COVID-19 disease is accompanied by an extremely high level of production of pro-inflammatory lithokines (IFN-α, IFN-γ, IL-1β, IL-6, IL-12, IL-18, IL-33, TNF-α GM-CSF, etc.) and chemokines (CCL2, CCL3, CCL5, CXCL8, CXCL9, CXCL10, etc.) [Huang C, Wang Y., Li X., et al. Clinical features of patients infected with 2019 novel coronavirus in Wuhan. China. Lancet. 2020 Feb 15: 395(10223): 497-506. https://doi/org/10.1016/S0140-6736(20)30183-5 PMID: 31986264]. These pitokines, having a chemoattractive effect, attract macrophages and polymorphonuclear leukocytes (neutrophils) to the site of infection. basophils, eosinophils, which, in turn, like epitheliocytes, are activated, phagocytize the infectious factor and release their own set of pro-inflammatory mediators. The presented scenario of anti-infective protection is a manifestation of innate immunity.

Damage to the immune system is manifested when it is overactivated: hyperproduction by endothelial cells and alveolar macrophages of pro-inflammatory cytokines and chemokines (including IL-6, IP-10, macrophageal inflammatory protein 1α (MIP1α), MIP1β and MCP1) occurs - the so-called cytokine storm, which leads to to the development of MSV syndrome with fever, skin rashes, myalgia.

The cytokine storm underlies the development of pneumonia and ARDS and multiple organ failure, which in severe cases of SARS-CoV-2 infection are fatal [He F., Deng Y., Li W. Coronavirus disease 2019: What we know?

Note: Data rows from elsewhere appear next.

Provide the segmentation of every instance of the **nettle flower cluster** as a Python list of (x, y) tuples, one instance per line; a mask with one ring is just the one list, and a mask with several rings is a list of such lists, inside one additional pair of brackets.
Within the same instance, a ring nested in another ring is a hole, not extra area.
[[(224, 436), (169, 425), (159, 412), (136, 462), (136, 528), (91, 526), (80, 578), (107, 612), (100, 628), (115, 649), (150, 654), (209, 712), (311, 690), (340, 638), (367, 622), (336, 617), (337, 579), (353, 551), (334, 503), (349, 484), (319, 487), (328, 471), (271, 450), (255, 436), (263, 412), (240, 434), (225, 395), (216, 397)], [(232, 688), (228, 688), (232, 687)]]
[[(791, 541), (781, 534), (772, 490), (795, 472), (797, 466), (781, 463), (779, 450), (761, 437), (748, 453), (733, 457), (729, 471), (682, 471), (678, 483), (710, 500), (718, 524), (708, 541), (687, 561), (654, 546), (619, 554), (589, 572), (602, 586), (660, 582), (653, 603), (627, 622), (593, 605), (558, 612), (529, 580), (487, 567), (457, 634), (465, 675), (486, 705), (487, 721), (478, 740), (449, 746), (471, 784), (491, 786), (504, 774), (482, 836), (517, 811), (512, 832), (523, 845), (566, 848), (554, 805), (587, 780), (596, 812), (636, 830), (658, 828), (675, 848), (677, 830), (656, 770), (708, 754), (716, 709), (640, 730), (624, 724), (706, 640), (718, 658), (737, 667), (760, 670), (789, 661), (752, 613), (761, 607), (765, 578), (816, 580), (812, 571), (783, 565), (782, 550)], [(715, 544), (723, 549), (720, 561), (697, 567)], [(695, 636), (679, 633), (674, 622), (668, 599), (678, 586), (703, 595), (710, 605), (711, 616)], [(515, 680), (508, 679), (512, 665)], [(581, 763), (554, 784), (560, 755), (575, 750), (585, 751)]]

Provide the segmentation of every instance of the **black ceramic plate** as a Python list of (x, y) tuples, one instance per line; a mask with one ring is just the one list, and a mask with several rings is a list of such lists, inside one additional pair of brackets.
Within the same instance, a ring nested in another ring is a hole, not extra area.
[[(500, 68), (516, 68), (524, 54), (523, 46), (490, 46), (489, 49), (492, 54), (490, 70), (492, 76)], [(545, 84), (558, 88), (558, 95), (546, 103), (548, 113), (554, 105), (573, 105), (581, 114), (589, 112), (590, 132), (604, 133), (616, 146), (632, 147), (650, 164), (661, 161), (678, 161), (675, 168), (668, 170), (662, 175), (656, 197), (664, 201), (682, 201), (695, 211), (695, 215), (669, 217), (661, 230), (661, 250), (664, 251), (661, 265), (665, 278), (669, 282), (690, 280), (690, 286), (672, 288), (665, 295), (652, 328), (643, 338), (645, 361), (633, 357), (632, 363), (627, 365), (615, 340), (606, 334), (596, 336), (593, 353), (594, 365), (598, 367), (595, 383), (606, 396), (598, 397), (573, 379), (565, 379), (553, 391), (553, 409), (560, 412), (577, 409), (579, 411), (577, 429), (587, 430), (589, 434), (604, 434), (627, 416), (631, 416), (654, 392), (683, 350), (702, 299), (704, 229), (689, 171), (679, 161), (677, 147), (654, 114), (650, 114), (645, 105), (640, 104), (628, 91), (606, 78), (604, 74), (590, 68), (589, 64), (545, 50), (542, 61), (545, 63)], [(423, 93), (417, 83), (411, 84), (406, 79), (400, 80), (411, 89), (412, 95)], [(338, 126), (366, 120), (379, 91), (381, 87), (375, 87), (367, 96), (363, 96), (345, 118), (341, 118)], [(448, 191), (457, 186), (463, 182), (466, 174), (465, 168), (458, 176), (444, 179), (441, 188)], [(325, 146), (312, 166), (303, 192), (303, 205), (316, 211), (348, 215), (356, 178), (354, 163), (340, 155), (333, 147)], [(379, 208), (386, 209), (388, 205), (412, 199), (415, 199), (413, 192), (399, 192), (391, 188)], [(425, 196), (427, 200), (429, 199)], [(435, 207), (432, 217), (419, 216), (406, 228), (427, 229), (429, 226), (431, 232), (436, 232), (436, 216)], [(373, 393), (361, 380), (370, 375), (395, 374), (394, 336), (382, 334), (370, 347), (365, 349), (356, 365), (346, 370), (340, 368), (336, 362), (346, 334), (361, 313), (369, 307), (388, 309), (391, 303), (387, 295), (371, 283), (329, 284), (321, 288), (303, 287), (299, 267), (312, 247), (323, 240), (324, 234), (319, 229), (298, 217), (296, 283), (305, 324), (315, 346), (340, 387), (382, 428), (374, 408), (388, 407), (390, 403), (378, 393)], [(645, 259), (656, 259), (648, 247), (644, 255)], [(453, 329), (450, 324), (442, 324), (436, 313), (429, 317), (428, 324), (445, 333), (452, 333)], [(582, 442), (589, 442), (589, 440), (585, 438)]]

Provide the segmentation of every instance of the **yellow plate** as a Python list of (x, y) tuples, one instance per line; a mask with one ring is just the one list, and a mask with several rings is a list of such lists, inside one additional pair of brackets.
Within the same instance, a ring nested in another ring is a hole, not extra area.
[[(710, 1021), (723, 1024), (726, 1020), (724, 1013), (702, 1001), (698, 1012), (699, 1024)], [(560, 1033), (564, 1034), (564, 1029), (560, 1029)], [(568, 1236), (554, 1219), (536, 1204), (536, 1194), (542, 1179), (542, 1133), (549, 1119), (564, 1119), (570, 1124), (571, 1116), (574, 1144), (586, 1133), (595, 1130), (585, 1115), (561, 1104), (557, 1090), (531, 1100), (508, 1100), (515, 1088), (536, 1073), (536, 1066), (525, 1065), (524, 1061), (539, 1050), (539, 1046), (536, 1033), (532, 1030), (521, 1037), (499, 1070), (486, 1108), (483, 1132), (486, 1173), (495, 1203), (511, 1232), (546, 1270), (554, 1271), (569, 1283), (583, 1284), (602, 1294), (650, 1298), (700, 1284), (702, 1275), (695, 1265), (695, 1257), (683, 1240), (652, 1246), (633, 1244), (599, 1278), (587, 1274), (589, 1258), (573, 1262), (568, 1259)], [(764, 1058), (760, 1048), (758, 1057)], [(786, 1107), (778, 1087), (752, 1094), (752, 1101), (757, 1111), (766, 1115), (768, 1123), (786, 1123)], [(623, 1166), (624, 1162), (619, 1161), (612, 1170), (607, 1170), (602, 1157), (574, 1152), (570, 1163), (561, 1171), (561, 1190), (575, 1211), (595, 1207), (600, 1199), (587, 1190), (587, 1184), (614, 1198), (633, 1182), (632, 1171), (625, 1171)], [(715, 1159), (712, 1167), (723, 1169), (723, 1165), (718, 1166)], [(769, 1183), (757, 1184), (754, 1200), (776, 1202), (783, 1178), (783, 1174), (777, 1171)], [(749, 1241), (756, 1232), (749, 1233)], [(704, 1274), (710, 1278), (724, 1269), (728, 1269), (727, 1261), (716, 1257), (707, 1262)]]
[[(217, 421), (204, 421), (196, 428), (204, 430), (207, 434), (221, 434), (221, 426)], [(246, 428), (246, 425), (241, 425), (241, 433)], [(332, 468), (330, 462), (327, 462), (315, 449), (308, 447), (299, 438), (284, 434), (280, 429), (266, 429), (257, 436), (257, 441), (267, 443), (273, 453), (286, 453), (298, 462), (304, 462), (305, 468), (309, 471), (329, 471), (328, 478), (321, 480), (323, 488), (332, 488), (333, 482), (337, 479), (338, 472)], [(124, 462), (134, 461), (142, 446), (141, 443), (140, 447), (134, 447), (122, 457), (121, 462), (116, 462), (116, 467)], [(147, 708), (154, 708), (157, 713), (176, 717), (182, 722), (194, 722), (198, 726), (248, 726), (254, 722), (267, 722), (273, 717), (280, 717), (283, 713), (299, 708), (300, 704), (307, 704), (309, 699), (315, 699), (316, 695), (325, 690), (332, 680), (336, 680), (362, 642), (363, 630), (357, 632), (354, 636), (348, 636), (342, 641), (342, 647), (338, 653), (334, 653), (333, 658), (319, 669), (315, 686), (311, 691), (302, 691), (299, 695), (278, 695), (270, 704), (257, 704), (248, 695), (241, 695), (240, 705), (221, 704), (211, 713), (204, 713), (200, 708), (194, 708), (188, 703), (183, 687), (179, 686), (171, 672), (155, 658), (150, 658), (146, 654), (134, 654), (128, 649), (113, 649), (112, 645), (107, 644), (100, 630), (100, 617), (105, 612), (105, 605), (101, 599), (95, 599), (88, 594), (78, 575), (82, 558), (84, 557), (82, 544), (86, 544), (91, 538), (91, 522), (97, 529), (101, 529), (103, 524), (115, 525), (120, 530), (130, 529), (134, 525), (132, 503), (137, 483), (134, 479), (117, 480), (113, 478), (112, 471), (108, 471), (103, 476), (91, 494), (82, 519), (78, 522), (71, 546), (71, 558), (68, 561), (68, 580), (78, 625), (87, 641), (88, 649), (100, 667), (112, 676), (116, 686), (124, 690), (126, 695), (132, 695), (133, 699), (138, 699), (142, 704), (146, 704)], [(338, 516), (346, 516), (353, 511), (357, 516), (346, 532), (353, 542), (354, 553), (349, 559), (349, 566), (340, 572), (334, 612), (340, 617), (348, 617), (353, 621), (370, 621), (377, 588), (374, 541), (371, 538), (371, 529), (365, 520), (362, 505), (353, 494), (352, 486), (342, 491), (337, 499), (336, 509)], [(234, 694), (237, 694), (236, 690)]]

J Med Virol. March 2020; 92(7): 719-25. https://doi/org/10.1002/jmv.25766 PMID: 321708651.

Current research indicates that the cytokine/chemokine network is critical in initiating and maintaining a cytokine storm, events occurring in those patients who progress with COVID-19 in most cases will progress to a very severe and life-threatening disease.

In this connection, the detection of a possible immune signature in patients assessed by the status of chemokines in patients with COVID-19 may be useful for individual risk stratification of the development of the clinical course of the disease.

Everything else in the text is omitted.